Senatore Alessandro Alfieri, responsabile Riforme del Pd, com’è andato il faccia a faccia fra Schlein e Meloni?
“È stato un confronto cordiale e franco allo stesso tempo. Abbiamo detto molto chiaramente quali sono i nostri paletti, cioè no all’elezione diretta del presidente della Repubblica e del premier. Così come abbiamo rimarcato che la priorità assoluta in questo momento sono la lotta al precariato, il sostegno ai salari, le politiche per la casa”.

Sulle riforme la ricetta del Pd è il cancellierato tedesco?
“Ci sono modelli in Europa, quello tedesco ma anche quello spagnolo, che non hanno l’elezione diretta, ma garantiscono comunque stabilità, senza mortificare il Parlamento e comprimere i poteri del presidente della Repubblica. Per noi questo è l’aspetto essenziale: in una forma di governo parlamentare, la figura di garante della Costituzione e della coesione nazionale che in questi anni ha accompagnato le fasi più delicate della vita repubblicana è irrinunciabile. Non solo per noi, aggiungo, ma per la qualità e la tenuta della democrazia italiana. Un arbitro serve: lo abbiamo visto anche in democrazie mature. L’assalto a Capitol Hill ha rappresentato una faglia traumatica per la società americana, esposta ad una polarizzazione eccessiva senza una figura terza in cui si potesse riconoscere la maggior parte dei cittadini”.

Se la destra tirasse dritto, come promette Meloni, il Pd sarebbe pronto a una campagna sul no al referendum?
“È legittimo da parte sua andare avanti, ma sulle regole del gioco speriamo davvero che non ci siano forzature.
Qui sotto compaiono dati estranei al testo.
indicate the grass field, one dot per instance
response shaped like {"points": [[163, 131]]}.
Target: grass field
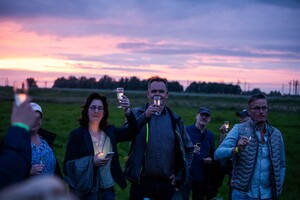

Se scoprissimo che questo è solo un tentativo di coprire le tante difficoltà del governo su altri fronti, noi ne prenderemo atto e difenderemo la Costituzione con tutti gli strumenti democratici a disposizione, ivi compreso il referendum”.

La Bicamerale proposta da Conte ha senso, in questo clima?
“In verità con Meloni non ne abbiamo parlato. Credo sia corretto che il governo indichi lo strumento per dialogare”.

Ma al Pd va bene la Bicamerale?
“È evidente che la strada maestra, per noi, è l’articolo 138 della Costituzione, quindi le doppie letture in entrambe le Camere”.

Vede spaccature nella Lega sul premierato?
“Sì, ci sono differenze nel loro campo. Motivo per cui, con la fermezza e i paletti che abbiamo posto, è giusto per noi andare a verificare la compattezza della maggioranza o, come noi pensiamo, le divisioni”.

Schlein dice: intanto cambiamo la legge elettorale. Via listini bloccati, come?
“Dipenderà dal sistema elettorale. Il tema è ripristinare il rapporto eletto-elettori. Con gli uninominali, se sono collegi ridotti. O col ritorno delle preferenze. C’è un dibattito anche al nostro interno, ma siamo tutti d’accordo nel ridare potere di scelta ai cittadini”.

Avete proposto una riforma dei partiti. Che significa?
“La qualità di una democrazia e la sua efficacia dipendono dalla solidità delle istituzioni, ma anche da partiti sani, con regole trasparenti sui bilanci e sulla selezione della propria classe dirigente. Meloni ci ha detto che è sensibile all’argomento. Bene, noi abbiamo già una proposta in Senato da cui partire”.

Il Pd per dialogare chiede una moratoria sull’autonomia. La premier che vi ha risposto?
“È stata evasiva. Se davvero vogliono dialogare sulle riforme, si fermino sull’autonomia differenziata. Non si possono aumentare i divari fra Nord e Sud con una riforma a colpi di maggioranza senza il coinvolgimento delle autonomie locali”.

Ci sarà un coordinamento delle opposizioni?
“Sarà il lavoro in Aula a dimostrarlo. È giusto che la segretaria Schlein si faccia carico di capire in che direzione vogliano andare gli altri leader che stanno all’opposizione”.